Biern sees shorts as a great alternative for independent producers to test characters online and deliver pilots to broadcasters at much lower costs in hopes of getting noticed and picked up. ‘If you’re able to deliver worldwide…in 10 or 12 months, you could have a classic.’

That short-format episodes are becoming more ubiquitous on-air, online and via mobile goes hand-in-hand with the proliferation of dialogue-free series. Most producers will tell you that shows without dialogue work best as three- to seven-minute episodes, and no longer. Shaheen says he toyed with stretching Tigga and Togga from three minutes to five minutes, but the show started to drag. ‘It became a bit redundant; we already had all we wanted to get across with building the episode,’ he says. To add extra interactive content for preschoolers, he added more musical activities to the companion website, which he says takes the show’s concept a step further.

Sales appeal

Pierre Sissman at Paris-based Cyber-Group Animation, learned that age demo, episode length and comedy are all factors that

come together in determining how well a series will work without dialogue. The studio’s 52 x two-minute Ozie Boo series initially targeted two- to five-year-olds, but Cyber-Group had to do an about-face when Sissman decided to increase the episode lengths to age it up. Speech became necessary to tackle the more relevant subjects in the day-to-day lives of kids ages five and up that Cyber-Group wanted to cover. After a long discussion with Disney Europe, Sissman realized he’d have to add dialogue to the penguins’ interactions to sustain interest.

The longer-format show has since been sold into 150 countries in 22 languages, and Sissman says he doesn’t think it would have achieved this level of distribution pick-up had he kept it dialogue-free. ‘The notion of abstraction that comes from gags in speechless cartoons is not that obvious to kids under four,’ says Sissman. ‘And older kids won’t pay attention unless it’s very funny,’ he adds.

As for worrying whether additional dubbing costs would taint the momentum he had with the first season of Ozie Boo, Sissman wasn’t worried. He says no broadcaster has ever turned down a great show because it had to be dubbed, and besides, there are still the bulk of production costs to consider, including the story-boarding, animatics, sound design and post-production. In fact, he says the cost associated with having speaking characters is only a fraction – an estimated 10% to 15% – of the total cost of the series.

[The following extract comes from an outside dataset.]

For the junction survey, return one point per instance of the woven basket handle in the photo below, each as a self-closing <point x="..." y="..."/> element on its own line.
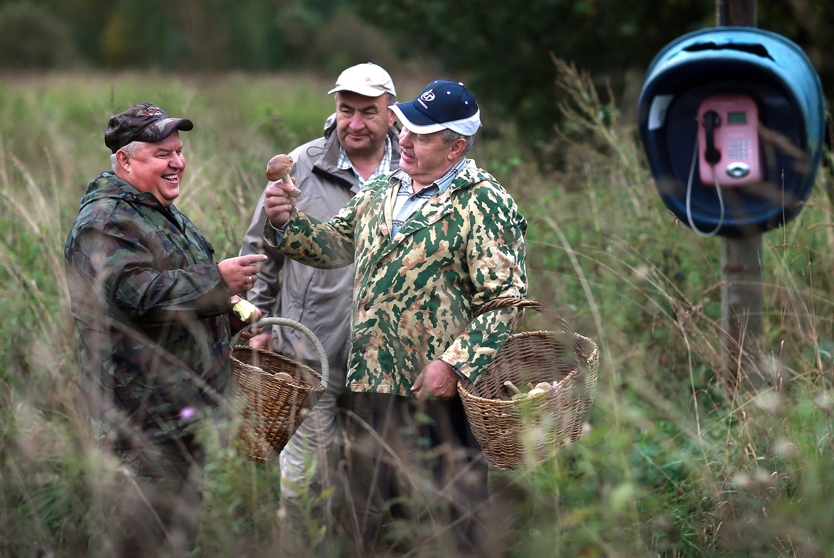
<point x="522" y="303"/>
<point x="497" y="303"/>
<point x="325" y="365"/>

One advantage for international broadcasters, however, is that without having to dub, a show can be put up on screens worldwide with no translation period. BRB’s Biern says the benefit of that is getting a consumer products program to market a lot more quickly. ‘With dialogue-free, we don’t have to take the time to look for great adapters; the humor works on the screen immediately,’ he says.

Getting broadcasters on-board with dialogue-free shows, however, isn’t always that easy. Cuppa Coffee’s Shaheen says that in the US, in particular, executives were wary of Bruno and the Banana Bunch at first, whereas broadcasters in Canada and Europe were open to its alternative type of storytelling. The series has since gone on to air in more than 70 territories on Nickelodeon, CBC, TFO and BabyTV.

Shaheen also says he hears broadcasters say that preschoolers are more sophisticated now, but he’s not buying it. ‘They’re more sophisticated about using computers and opening email, but stories are still stories,’ he says. ‘Some of the stuff we’re doing, with Bruno in particular, is harkening back to stories that kids love, and part of that simplicity is not having dialogue.’